34 years ago today, Black Sabbath released the second of their studio albums to featured Ronnie James Dio as lead vocalist, little realizing that it would be another 11 years before he and the band would reteam for another one.

The writing and rehearsal process for the album began in a rented house in Toluca Lake, California, but attempts to record the album in their own studio failed to result in a sound that the band liked, so they ended up taking their business to the Record Plant instead. The title track of Mob Rules was, as it happens, the first song recorded for the album, except that it was really recorded for the soundtrack of the animated film Heavy Metal. It also proved to be the first song recorded by the band with their new drummer, Vinny Appice, stepping in for founding Sabbath member Bill Ward.

As for Dio's subsequent departure, it seems to have happened at least partially as a result of Warner Brothers more or less simultaneously extending Black Sabbath's contract even as they offered Dio a solo deal, but Dio acknowledged in the documentary Neon Nights: 30 Years of Heaven and Hell that the writing process for Mob Rules was different than it had been for Heaven and Hell, and not in a particularly good way.

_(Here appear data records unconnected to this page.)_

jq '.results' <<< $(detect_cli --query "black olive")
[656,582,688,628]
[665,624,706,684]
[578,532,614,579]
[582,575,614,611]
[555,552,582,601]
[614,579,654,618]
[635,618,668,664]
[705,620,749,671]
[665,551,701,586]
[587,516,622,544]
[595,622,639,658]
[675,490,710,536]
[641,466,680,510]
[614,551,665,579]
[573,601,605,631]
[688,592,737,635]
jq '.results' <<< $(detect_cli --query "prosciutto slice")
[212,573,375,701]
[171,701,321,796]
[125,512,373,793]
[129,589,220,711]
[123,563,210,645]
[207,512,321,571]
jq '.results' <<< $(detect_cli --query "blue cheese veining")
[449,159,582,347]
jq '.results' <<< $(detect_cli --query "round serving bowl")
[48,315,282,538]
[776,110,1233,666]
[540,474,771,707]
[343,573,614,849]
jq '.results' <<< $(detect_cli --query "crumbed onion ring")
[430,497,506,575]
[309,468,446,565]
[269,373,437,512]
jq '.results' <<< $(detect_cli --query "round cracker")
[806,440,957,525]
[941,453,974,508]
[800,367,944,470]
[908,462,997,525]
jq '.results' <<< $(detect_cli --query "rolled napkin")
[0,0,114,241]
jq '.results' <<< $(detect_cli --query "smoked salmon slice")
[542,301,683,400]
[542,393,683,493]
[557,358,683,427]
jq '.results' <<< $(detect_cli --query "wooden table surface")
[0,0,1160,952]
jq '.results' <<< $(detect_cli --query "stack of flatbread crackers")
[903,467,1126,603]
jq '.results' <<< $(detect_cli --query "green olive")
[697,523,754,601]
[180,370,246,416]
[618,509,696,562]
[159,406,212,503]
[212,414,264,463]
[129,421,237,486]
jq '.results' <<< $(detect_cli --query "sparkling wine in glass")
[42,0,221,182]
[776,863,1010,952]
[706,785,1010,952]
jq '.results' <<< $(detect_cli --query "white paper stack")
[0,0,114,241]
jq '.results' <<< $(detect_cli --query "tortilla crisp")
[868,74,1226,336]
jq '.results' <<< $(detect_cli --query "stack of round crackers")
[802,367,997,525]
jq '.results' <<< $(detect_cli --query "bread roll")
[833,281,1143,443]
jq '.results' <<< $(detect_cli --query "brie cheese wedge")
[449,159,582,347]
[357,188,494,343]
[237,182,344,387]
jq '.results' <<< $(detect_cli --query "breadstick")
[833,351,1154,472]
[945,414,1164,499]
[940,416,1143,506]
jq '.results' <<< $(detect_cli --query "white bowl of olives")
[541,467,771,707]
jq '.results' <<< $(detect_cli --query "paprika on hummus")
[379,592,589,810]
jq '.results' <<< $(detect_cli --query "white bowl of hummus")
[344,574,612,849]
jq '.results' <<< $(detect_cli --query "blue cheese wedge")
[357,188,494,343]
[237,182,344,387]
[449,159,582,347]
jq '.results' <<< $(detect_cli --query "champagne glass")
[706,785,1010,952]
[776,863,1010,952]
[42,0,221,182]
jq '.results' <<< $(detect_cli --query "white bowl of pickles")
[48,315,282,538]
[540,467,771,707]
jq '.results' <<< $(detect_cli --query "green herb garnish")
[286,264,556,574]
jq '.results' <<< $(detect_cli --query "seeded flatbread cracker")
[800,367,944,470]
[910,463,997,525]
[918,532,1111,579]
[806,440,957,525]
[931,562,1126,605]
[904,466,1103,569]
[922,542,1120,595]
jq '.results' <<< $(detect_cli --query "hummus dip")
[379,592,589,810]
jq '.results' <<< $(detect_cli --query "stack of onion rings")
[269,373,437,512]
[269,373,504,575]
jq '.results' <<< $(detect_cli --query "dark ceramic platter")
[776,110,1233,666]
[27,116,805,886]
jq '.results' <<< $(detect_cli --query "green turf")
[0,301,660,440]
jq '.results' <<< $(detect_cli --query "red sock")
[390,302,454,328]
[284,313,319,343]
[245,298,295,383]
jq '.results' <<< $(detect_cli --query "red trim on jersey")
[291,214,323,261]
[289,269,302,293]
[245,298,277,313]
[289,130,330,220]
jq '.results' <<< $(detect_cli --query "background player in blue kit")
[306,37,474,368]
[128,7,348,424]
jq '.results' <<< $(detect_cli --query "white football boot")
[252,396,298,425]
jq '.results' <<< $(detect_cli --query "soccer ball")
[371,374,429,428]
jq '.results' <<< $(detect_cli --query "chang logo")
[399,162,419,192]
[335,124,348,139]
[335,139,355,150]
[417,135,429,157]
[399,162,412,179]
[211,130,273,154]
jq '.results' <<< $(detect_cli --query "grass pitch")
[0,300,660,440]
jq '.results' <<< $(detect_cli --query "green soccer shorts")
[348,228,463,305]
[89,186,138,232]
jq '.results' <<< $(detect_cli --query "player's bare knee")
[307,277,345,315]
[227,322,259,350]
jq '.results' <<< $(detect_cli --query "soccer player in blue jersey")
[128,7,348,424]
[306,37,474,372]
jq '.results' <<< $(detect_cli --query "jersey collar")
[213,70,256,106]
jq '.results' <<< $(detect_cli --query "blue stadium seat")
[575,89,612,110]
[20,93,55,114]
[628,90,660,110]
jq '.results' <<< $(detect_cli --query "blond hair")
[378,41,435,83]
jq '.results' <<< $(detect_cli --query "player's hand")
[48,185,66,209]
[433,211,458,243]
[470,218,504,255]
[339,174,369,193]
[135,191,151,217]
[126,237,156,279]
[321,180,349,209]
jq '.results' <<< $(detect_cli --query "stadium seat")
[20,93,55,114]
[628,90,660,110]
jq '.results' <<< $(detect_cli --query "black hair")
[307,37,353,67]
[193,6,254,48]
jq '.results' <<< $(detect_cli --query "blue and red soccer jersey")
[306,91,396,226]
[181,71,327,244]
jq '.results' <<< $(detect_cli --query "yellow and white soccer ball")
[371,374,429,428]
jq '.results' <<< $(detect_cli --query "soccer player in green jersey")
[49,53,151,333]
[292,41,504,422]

That checks out with Tony Iommi's remarks to Guitar World in 1992, where he acknowledged, “We started writing songs differently for some reason, and ended up not using a lot of really great material.”

In the end, Mob Rules did score a pair of radio hits in both the US and the UK, although the two countries only shared one between them: “Turn Up the Night.” Otherwise, the album's title track was a minor hit in the UK, hitting #46, whereas “Voodoo” received rock radio attention in the States. Not a bad showing, all told, but the world still wouldn't be graced with another Dio-fronted Sabbath album until 1992's Dehumanizer.